Grâce au dynamisme de la production destinée à la sphère cultuelle, les terres cuites votives constituent un riche champ d’investigation dans l’étude des pratiques artisanales des apoikiai de Grande Grèce et de Sicile. Cette communication propose trois axes de lecture du corpus des VIIe et VIe siècles av. J.-C. mis au jour dans les sanctuaires de Métaponte. D’abord, en l’absence de données sur les lieux de fabrication, nous proposerons des hypothèses de regroupement des séries pouvant être issues d’un même atelier. Ensuite, nous nous attarderons sur la question des spécificités métapontines dans une perspective régionale afin de comprendre les continuités et les ruptures qui définissent les rapports entre ateliers magno-sicéliotes. Enfin, nous réfléchirons au statut de ces artisans au sein de la communauté archaïque en vue d’appréhender leur contribution à la constitution des identités collectives de Métaponte.
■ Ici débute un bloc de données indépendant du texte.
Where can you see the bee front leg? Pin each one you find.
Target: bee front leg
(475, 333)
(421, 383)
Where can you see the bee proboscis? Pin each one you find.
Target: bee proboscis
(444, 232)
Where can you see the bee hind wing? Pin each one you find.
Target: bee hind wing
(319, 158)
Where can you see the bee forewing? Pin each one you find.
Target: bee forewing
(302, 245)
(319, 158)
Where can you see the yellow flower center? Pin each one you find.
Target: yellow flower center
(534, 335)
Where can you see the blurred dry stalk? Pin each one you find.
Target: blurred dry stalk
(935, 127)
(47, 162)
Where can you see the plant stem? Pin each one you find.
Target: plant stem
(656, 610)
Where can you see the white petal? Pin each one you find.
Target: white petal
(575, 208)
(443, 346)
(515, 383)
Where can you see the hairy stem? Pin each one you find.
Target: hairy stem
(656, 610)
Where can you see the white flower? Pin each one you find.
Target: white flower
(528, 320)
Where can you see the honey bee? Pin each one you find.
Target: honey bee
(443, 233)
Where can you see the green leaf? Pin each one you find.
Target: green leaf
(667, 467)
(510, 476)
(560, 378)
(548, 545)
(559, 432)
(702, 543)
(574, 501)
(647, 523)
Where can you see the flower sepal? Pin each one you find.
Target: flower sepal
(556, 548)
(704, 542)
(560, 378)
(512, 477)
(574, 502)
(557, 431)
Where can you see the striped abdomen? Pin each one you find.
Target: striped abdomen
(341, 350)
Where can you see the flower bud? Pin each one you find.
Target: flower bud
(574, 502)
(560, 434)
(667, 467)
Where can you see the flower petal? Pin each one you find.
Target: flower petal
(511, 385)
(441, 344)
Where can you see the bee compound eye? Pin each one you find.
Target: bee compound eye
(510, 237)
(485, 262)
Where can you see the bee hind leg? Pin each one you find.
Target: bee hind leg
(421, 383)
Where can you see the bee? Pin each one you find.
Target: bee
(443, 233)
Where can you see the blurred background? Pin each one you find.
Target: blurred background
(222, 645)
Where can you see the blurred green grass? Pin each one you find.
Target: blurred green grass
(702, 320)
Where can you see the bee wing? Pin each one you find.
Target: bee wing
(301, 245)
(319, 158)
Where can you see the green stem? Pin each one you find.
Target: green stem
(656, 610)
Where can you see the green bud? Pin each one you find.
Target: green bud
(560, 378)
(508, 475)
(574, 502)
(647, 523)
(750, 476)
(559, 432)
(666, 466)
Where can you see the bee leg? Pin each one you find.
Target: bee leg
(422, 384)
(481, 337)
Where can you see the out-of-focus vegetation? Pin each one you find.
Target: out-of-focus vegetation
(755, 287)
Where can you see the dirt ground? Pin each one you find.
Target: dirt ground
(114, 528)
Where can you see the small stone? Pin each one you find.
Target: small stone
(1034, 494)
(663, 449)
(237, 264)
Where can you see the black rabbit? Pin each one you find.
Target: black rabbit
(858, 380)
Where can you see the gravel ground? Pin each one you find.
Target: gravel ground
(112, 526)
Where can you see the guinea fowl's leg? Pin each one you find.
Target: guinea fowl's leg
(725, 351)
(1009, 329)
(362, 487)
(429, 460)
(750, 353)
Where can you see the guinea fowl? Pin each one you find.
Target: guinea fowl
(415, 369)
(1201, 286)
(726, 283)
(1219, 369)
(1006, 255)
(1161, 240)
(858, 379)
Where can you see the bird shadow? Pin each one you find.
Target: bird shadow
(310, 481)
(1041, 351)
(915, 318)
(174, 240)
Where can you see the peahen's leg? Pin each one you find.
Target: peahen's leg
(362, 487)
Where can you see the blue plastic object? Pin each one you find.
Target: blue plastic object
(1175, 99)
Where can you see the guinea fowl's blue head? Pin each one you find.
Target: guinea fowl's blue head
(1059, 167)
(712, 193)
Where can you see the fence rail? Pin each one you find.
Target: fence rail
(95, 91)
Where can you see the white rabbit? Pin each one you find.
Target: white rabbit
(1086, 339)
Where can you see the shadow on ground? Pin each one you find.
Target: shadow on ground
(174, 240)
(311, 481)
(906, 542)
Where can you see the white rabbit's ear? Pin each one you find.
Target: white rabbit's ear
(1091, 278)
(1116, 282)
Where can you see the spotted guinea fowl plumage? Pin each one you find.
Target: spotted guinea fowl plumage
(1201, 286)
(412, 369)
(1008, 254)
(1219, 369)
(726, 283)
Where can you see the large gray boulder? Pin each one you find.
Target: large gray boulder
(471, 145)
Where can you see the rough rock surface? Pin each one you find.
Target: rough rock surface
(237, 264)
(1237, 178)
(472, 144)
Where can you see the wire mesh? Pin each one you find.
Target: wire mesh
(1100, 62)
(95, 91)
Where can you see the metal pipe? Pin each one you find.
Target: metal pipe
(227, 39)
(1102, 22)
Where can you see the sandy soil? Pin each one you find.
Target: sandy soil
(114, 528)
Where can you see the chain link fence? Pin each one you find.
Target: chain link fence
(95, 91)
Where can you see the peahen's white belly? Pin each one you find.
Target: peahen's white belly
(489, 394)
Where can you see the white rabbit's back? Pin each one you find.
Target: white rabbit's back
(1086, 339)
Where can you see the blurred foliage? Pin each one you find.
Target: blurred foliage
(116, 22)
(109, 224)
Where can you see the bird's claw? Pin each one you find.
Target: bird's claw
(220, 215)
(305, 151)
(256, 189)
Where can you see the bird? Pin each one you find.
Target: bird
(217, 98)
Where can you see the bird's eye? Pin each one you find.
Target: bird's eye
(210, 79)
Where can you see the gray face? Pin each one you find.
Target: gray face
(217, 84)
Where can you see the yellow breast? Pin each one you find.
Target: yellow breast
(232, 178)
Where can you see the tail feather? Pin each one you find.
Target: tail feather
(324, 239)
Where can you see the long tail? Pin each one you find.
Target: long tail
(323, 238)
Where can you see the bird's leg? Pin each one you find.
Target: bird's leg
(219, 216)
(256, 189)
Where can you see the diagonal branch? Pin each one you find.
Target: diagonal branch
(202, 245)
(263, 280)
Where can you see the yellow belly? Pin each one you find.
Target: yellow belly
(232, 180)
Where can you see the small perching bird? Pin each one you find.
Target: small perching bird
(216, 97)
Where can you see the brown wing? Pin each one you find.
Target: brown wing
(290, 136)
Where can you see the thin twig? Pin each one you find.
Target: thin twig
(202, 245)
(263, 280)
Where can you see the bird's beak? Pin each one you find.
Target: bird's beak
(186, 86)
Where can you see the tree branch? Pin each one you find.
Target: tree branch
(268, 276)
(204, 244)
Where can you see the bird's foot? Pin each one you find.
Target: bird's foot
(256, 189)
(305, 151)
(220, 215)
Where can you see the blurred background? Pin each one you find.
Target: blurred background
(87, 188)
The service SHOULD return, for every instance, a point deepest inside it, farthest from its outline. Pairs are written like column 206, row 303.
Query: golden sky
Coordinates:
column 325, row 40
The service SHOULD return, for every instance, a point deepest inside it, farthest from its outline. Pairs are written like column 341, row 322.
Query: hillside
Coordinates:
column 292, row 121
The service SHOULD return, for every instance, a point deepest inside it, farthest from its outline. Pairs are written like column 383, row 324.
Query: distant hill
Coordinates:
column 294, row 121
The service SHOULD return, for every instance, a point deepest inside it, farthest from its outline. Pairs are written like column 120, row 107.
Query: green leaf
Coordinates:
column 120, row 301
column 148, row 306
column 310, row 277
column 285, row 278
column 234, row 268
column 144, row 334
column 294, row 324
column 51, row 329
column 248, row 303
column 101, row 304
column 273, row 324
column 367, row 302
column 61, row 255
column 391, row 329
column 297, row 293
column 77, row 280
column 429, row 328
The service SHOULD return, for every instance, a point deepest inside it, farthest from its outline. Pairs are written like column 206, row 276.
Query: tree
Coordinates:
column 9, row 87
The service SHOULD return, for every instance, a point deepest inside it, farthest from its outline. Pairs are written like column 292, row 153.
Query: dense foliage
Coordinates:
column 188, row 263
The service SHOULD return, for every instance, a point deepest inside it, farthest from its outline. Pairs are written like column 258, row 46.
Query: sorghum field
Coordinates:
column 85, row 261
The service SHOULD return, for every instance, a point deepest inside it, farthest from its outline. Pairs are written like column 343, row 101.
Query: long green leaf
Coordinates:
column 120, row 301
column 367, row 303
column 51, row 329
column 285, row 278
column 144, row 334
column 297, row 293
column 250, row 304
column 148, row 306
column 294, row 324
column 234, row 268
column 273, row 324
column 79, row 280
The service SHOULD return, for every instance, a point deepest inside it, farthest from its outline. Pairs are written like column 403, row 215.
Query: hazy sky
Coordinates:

14h50-15h30 Sophie MONTEL (Université de Franche-Comté, EA 4011 – ISTA)
La mobilité des sculpteurs dans l’Antiquité grecque
Dans l’optique de ce programme sur les mobilités professionnelles, nous interrogerons la mobilité des sculpteurs de façon globale en partant de leur formation jusqu’à l’apogée de leur carrière. Les sculpteurs partaient-ils se former dans des ateliers éloignés de chez eux ? Nous nous arrêterons également sur la mobilité liée à une commande, lorsque le sculpteur se déplace pour aller mettre la main à l’ouvrage dans une cité différente de celle dans laquelle il a l’habitude de travailler. Comment étaient envisagés les contacts entre artisans/artistes dans le cadre de ces déplacements ? Le sculpteur n’est pas le seul artisan à se déplacer, comme nous pourrons le montrer à l’appui de la documentation financière des grands chantiers du monde grec d’époque classique et hellénistique. Quelles formes de transmission des savoirs techniques et stylistiques pouvaient se faire sur ces chantiers ? En nous appuyant sur des dossiers récents (publications de la sculpture de Délos ou de Thasos en particulier) et des sources variées (épigraphiques, littéraires), mais aussi sur les analyses stylistiques ou de mises en œuvre qui constituent d’autres témoignages
15h40-15h55 Pause

15h55-16h35 Pierre-Antoine Lamy (Université de Bourgogne-Franche-Comté, UMR 6298 ARTEHIS)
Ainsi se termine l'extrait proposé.